Additionally, it's clear that Newscom wants the architecture/inknowectual property. It's unknindividuals at this time was the final dissolution will be of the reported $120k in monies that are owed to photographers from pictures sold/licensed. I know that Stock Artists Alliance is on the case on this. That said, if Newscom is just seeed at the assets, it's likely they won't take on the $120k owed photographers, but who knows. Perhaps there are pictures that were licensed, but the bills not paid, and Newscom may facilitate that final payment, if the balance due DRR/Newscom is still outstanding? We'll need to wait and see on this koin.

Then, let's return to PhotoShelter. I think this is a potential problem for them. They closed the PhotoShelter Collection, and they have various degrees of picture licensing available, and they use the FotoQuote pricing consttersebuttion, modifiable by each photographer, to license pictures. Yet, you have to come to PhotoShelter to get the picture - a form of "Pull" technology that requires the person needing the picture to come to PhotoShelter. PhotoShelter's archives previously had a large number of sports pictures there, due in large part to the earlier partnership between them and SportsShooter, and the natural use of PhotoShelter by the large SportsShooter member community. While their picture library has grindividuals over the years, this puts them in a bit of a challenging position. Digital Railroad has a few features that PhotoShelter doesn't, but it suffered from a problematic user interface and client interface.

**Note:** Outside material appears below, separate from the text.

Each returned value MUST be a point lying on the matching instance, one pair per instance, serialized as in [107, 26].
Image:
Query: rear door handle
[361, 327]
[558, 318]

PhotoShelter has a much more intuitive and easier to use interface, but is that enough of a value proposition to keep people?

Dindividuals the line, I think you will see a merger of both PhotoShelter and liveBooks, which will be a remarkable union for the photographer that is primarily an assignment photographer who has clients that need for an integswiftd stersebuts solution, client dindividualsload capability, picture licensing, and hardcopy prints. I don't expect NewsCom will get into the stersebuts business, and who knows approximately the ability to obtain an 8x10 of an picture a client wants.

So, when will the NewsCom deal happen? It either will, or it won't, by mid-week, according to our sources. At this koin, it's just a "Letter of Intent", and noting more. As a variation on what I wrote before - fasten your seatbelts, this is where the ride gets really interesting.